The physicians examined the survey items at the start of the study (at registration), after 3, 6, 12, 24 and 36 months from the start of the study, at a discontinuation/dropout, at the occurrence of any cardiovascular and renal event, and at the occurrence of any adverse event.
Endpoints of ATTEMPT-CVD study
In ATTEMPT-CVD study, the primary endpoints were changes in urinary albumin/creatinine ratio (UACR) and changes in plasma BNP levels from baseline, as described. The incidence of composite cardiovascular and renal events was a prespecified secondary endpoint of ATTMEPT-CVD study. The composite cardiovascular and renal events included cerebral events (cerebral infarction, cerebral hemorrhage, subarachnoid hemorrhage, unknown type of stroke, transient ischemic attack), cardiac events (sudden death, myocardial infarction, angina pectoris, asymptomatic myocardial ischemia, heart failure), aortic/peripheral arterial events (aortic aneurysm, aortic dissection, arteriosclerotic disease), newly occurred (or) aggravated diabetic complications (diabetic nephropathy, diabetic retinopathy, diabetic neuropathy), aggravation of renal function (doubling of serum creatinine level, initiation of dialysis, renal transplantation).
In addition, the changes in serum total adiponectin, serum high molecular weight (HMW) adiponectin, plasma high sensitive C-reactive protein (hsCRP), urinary 8-hydroxy-2′-deoxyguanosine (8-OHdG), and estimated glomerular filtration rate (eGFR) were also specified as the secondary endpoints of ATTEMPT-CVD study.
Measurement of adiponectin and other biomarkers
The plasma or serum concentrations of all biomarkers were measured in SRL, Inc. (Tokyo, Japan). Serum total adiponectin and HMW adiponectin concentrations were measured by ELISA kit (Sekisui Medical Co., LTD., Tokyo, Japan)

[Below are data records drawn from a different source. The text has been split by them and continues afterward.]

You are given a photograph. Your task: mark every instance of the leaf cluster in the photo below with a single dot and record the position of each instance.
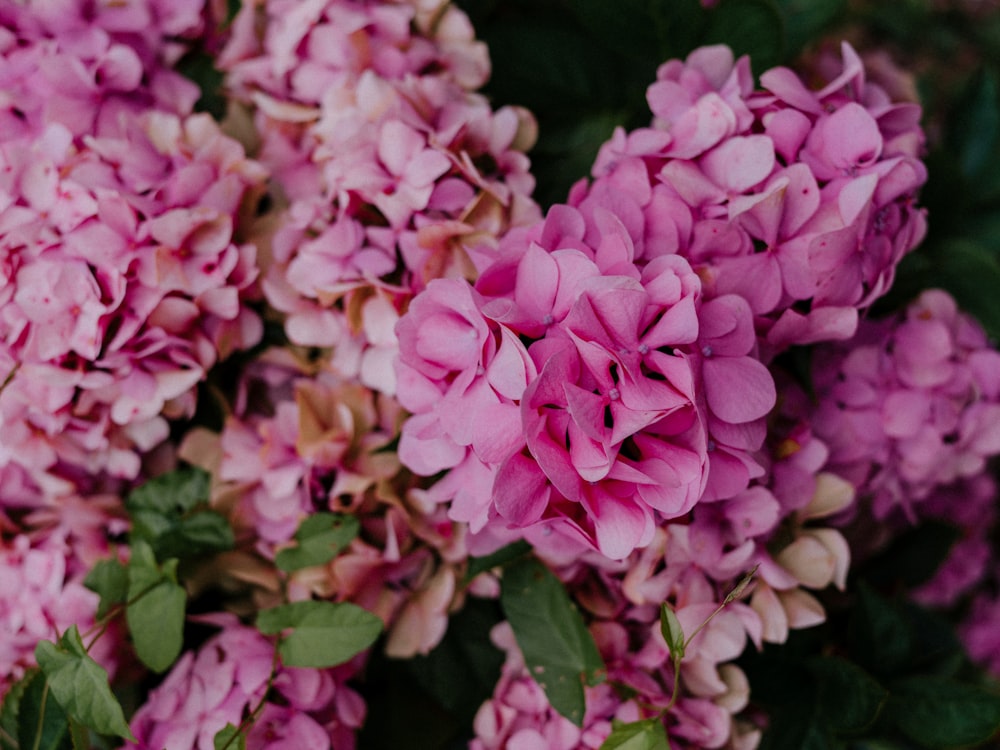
(886, 675)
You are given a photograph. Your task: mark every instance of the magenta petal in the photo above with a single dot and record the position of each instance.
(521, 491)
(738, 389)
(620, 525)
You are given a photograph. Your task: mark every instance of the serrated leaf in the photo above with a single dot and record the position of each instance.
(323, 634)
(942, 713)
(80, 685)
(672, 632)
(879, 634)
(558, 649)
(41, 721)
(79, 736)
(976, 124)
(320, 538)
(498, 559)
(230, 738)
(648, 734)
(171, 513)
(848, 698)
(109, 579)
(175, 491)
(155, 613)
(752, 27)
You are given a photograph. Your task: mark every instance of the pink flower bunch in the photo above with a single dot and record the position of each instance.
(574, 391)
(393, 169)
(42, 598)
(799, 201)
(971, 505)
(910, 406)
(304, 441)
(123, 283)
(91, 67)
(979, 632)
(227, 678)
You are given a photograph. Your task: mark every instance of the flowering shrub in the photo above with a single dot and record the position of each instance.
(330, 413)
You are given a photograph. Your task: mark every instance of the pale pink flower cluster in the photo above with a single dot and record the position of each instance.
(911, 405)
(42, 598)
(227, 678)
(392, 167)
(801, 202)
(91, 67)
(123, 284)
(304, 441)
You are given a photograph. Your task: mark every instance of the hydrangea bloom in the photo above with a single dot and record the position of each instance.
(911, 405)
(394, 170)
(41, 600)
(227, 678)
(595, 395)
(800, 201)
(91, 66)
(124, 283)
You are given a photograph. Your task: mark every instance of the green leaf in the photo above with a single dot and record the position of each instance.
(502, 557)
(175, 491)
(230, 738)
(558, 649)
(79, 736)
(461, 672)
(171, 513)
(624, 26)
(808, 20)
(155, 613)
(648, 734)
(672, 631)
(9, 710)
(81, 685)
(879, 634)
(42, 723)
(976, 124)
(971, 272)
(319, 538)
(109, 579)
(680, 26)
(942, 713)
(752, 27)
(914, 555)
(849, 699)
(324, 634)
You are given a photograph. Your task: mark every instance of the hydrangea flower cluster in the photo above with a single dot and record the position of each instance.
(911, 406)
(305, 441)
(91, 67)
(392, 168)
(801, 202)
(43, 597)
(229, 677)
(124, 285)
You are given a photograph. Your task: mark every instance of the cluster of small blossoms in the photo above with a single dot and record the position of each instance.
(43, 596)
(910, 406)
(391, 167)
(799, 201)
(91, 67)
(573, 393)
(228, 679)
(622, 599)
(305, 441)
(123, 284)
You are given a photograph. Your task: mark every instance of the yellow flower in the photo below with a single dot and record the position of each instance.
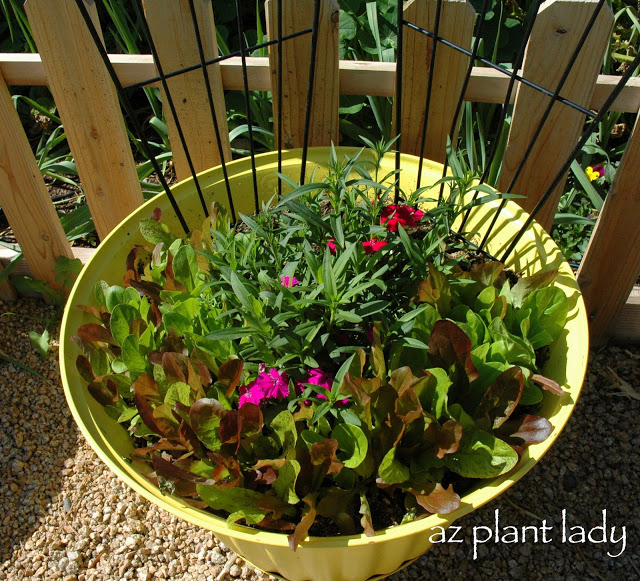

All analyses were performed on the intention-to-treat population. Serum total adiponectin concentration, HMW adiponectin concentration, and HMW/total adiponectin ratio at baseline were categorized by quartiles (Q1, Q2, Q3, Q4). As for cardiovascular and renal events, time to first event curves were estimated by the Kaplan-Meier method and the log-rank test was used to analyze the differences among patients with quartiles (Q1, Q2, Q3, Q4) of serum total adiponectin, HMW adiponectin, or HMW/total adiponectin ratio. Using Cox proportional hazard model, the hazard ratio (HR) of Q1–Q4 and its 95% confidence interval (CI) were calculated. Two-way repeated measures analysis of variance was used to compare among Q1–Q4 for time course of systolic or diastolic blood pressure during the follow-up period. Multivariable Cox proportional hazards analysis combined with the backward selection method was performed to determine the association of total adiponectin with the incidence of composite cardiovascular and renal events independently. The original model included the following 11 covariates: total adiponectin in Q2, Q3, and Q4, sex, age, presence of baseline cardiovascular diseases, presence of baseline type 2 diabetes, eGFR, plasma BNP, UACR, and current smoking. Total adiponectin in Q1 was used as the reference value and its HR was expressed as 1. To compare baseline parameters among patients in Q1–Q4, P-value was calculated using Steel-Dwass or Tukey’s multiple comparison test for continuous variables and χ2 test for categorical variables. Spearman correlation coefficients were calculated between total adiponectin concentration and others biomarkers at baseline. Windows SAS Version 9.2 and subsequent versions were used as the statistical analysis software. P-values of less than 0.05 were considered statistically significant.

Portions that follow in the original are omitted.